Politics & Government
Candidate Profile: Mondaire Jones For Congress
The South Nyack resident shares why he should be on the ballot for the 2020 election. Check out the full Q&A with Patch.

HUDSON VALLEY, NY - New Yorkers will be hitting the polls on June 23 for the primary election to choose who will be on the ballot for the general election in November.
Among the local races, some residents of the Hudson Valley will be able to elect who will run for Congressional District 17 on the Democratic line. Longtime Rep. Nita Lowey is retiring at the end of the term.
The district covers Rockland County and most of Westchester.
Find out what's happening in Nyack-Piermontfor free with the latest updates from Patch.
In anticipation of the election, Patch asked candidates in the contested races to answer questions about their campaigns and will be publishing candidate profiles as election day draws near.
Mondaire Jones is seeking the Democratic line on the ballot in November. His opponents in the June 23 Democratic primary are Evelyn Farkas, Adam P. Schleifer, Allison H. Fine, Asha Castleberry-Hernandez, David Buchwald and David Carlucci.
Find out what's happening in Nyack-Piermontfor free with the latest updates from Patch.
Jones, 33, is a former litigator in the Westchester County Law Department and former Department of Justice staffer during the Obama Administration. He has degrees from Stanford University and Harvard Law School.
Check out Patch's full Q&A with Mondaire Jones:
Campaign website
Why are you seeking elective office?
I’m running for Congress because, for me, policy is personal. I know what it is for a working family to struggle and rely on government assistance to survive, and I am going to bring those lived experiences with me to Congress.
I grew up in the working-class village of Spring Valley, where I was raised by a young, single mom who, like so many women throughout my district, and all throughout this country, worked multiple jobs just to provide for our family—even as we relied on Section 8 housing and food stamps. When we talk about the fight for a $15 minimum wage at the federal level, that fight is personal for me.
My mom got help from my grandparents. My grandfather was a janitor at our local middle school, and later, he was a small business owner. My grandmother cleaned homes, and when day care was too expensive, she took me to work with her. Now, I’m running to represent the same people whose homes I watched my grandmother clean growing up. When we talk about the fight for universal child care, that’s a fight I’m invested in based on my own experience.
After my grandfather died of cancer, I watched helplessly as my grandmother worked well past the age of retirement just to pay for the high cost of prescription drugs and medical procedures not fully covered by Medicare as we know it. When I quit my job to try to better my community by running for Congress, I lost my health insurance. I believe health care should be a human right in the richest nation on Earth, not tied to employment status or economic means.
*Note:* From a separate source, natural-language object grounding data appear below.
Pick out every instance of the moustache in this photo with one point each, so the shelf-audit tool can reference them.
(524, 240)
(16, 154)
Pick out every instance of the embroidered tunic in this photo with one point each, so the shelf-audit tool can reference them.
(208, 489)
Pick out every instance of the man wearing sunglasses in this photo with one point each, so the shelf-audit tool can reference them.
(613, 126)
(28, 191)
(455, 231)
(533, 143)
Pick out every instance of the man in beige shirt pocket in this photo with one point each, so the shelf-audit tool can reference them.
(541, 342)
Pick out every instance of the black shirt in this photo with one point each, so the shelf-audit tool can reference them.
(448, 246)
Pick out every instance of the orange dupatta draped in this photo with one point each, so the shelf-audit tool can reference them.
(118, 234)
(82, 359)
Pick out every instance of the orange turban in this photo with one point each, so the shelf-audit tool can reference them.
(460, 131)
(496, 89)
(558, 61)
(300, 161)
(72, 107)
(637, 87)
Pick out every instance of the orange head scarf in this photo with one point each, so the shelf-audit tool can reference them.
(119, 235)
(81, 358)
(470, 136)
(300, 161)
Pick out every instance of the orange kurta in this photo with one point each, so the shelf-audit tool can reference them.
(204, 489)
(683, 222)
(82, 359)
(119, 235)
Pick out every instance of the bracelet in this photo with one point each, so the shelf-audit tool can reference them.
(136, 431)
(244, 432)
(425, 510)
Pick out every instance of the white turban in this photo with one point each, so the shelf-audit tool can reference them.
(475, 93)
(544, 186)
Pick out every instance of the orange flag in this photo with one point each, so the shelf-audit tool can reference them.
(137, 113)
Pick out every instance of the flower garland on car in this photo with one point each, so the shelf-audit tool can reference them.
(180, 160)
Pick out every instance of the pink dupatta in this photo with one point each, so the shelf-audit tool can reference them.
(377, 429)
I’m 32 years old. I remember what it’s like to be a broke college student, because for me, that wasn’t so long ago. And the fact is, this country has failed its young people. Thousands of people in my district, my age and younger, despite having college degrees, are still living at home with their parents because they can’t afford to pay rent or own a home. We were told that if we just went to college and graduated like our parents may have, things would work out. But we know that that’s not true. Part of that is due to low wages in this broken economy -- wages that have been stagnant for decades as the cost of living has soared -- but it’s also due to a student debt crisis to the tune of $1.7 trillion. I propose tuition-free public colleges and universities and forgiving college debt to liberate an entire generation of people to meaningfully participate in our economy.
The Green New Deal is personal for me, and in fact the environment is my number one priority. Our generation is inheriting a planet that stands to be devastated by climate catastrophe because people who have been in office for a really long time have failed to act with the kind of urgency the issue requires.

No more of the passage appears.